Entrañas infernales

Bernardo Tobar
Quito, Ecuador

La naturaleza humana necesita a veces de la cuantía para darle a la tragedia la dimensión conceptual de tal y tomar acciones en consecuencia, como ha sucedido con más de 230 víctimas fatales del incendio de una discoteca en Brasil, que ha suscitado el luto internacional. La semana pasada murieron cinco personas que trabajaban en Puerto Nuevo, Azuay, en una de esas 1 400 operaciones mineras en el Ecuador que se realizan al margen de la ley, cada una con decenas o centenares de mineros, sin observar las normas más básicas de seguridad y salud. Recordar la historia de los asentamientos ilegales es recorrer una historia de muerte, trabajo infantil, caras dinamitadas, miembros mutilados, ríos contaminados… Pero como mueren de cinco en cinco y por cuotas temporales y espaciales, es un drama frente al cual el país entero ha hecho la vista gorda por décadas, amén de autoridades que de tiempo en tiempo presionan demagógicamente por su «legalización».

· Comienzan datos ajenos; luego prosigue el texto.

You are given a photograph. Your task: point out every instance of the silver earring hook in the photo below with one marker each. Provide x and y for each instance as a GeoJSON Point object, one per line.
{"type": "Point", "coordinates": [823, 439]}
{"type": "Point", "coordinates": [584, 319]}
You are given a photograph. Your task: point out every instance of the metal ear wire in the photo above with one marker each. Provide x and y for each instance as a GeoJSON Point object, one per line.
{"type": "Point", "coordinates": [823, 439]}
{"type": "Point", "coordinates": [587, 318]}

Para mi gusto las discotecas son lo más cercano al infierno, especialmente por la dificultad en salir. A sus entrañas suele llegarse por túneles y pasadizos oscuros, estrechos, puertas medio ocultas y generalmente bloqueadas por «seguridad», luego de sortear algunos controladores que impiden entrar a los sospechosos de estar con el alma y la petaca limpias, tanto como dificultan la salida de los que no han saldado sus cuentas luego de rendir tributo a Indra, Baco y Venus. Por diseño estratégico y rutina funcional, no es posible una evacuación rápida ante una contingencia. El encanto de estos recintos está, precisamente, en desafiar las normas de seguridad y salud, donde la única señalización claramente visible conduce al bar, los intercambios de emisiones se dan a menos de un palmo y la música es tan ensordecedora y estridente que una alarma de incendio no se oiría o, peor aún, sería confundida con los sonidos de la música electrónica. Mucho peores aún, por la trampa mortal que suponen, son los túneles que se abren por cientos de metros con pico y pala hasta las entrañas de la tierra, superpuestos caprichosa y arbitrariamente, de modo que sus bocas semejan la fachada de un queso gruyere, sin ingeniería, diseño, estudio de suelos, ni técnica constructiva que ofrezca al minero artesanal la seguridad de salir vivo o sano. Esa maraña de cavidades, donde el techo de uno es, sin saberlo el que se adentra por encima, su piso, amenaza permanentemente con colapsar; y colapsa, de tiempo en tiempo, de cinco en cinco.

La izquierda radical se opone a rajatabla a la minería empresarial -única con capacidad gerencial, tecnológica y financiera para cumplir con la intricada y sobrecargada exigencia regulatoria, fiscal, ambiental y laboral-, pero admite la continuidad de asentamientos donde no hay ley, ni derechos humanos o de la naturaleza, sino mujeres, niños y hasta ancianos partiéndose la espalda y abundancia de dinamita y mercurio, que sin ningún tratamiento va a parar a los ríos. Y a todo ello se suma la creciente penetración de dinero sucio que se lava en las mismas bateas del oro, bajo fachadas de minería artesanal o de pequeña escala.

* El texto de Bernardo Tobar ha sido publicado originalmente en HOY.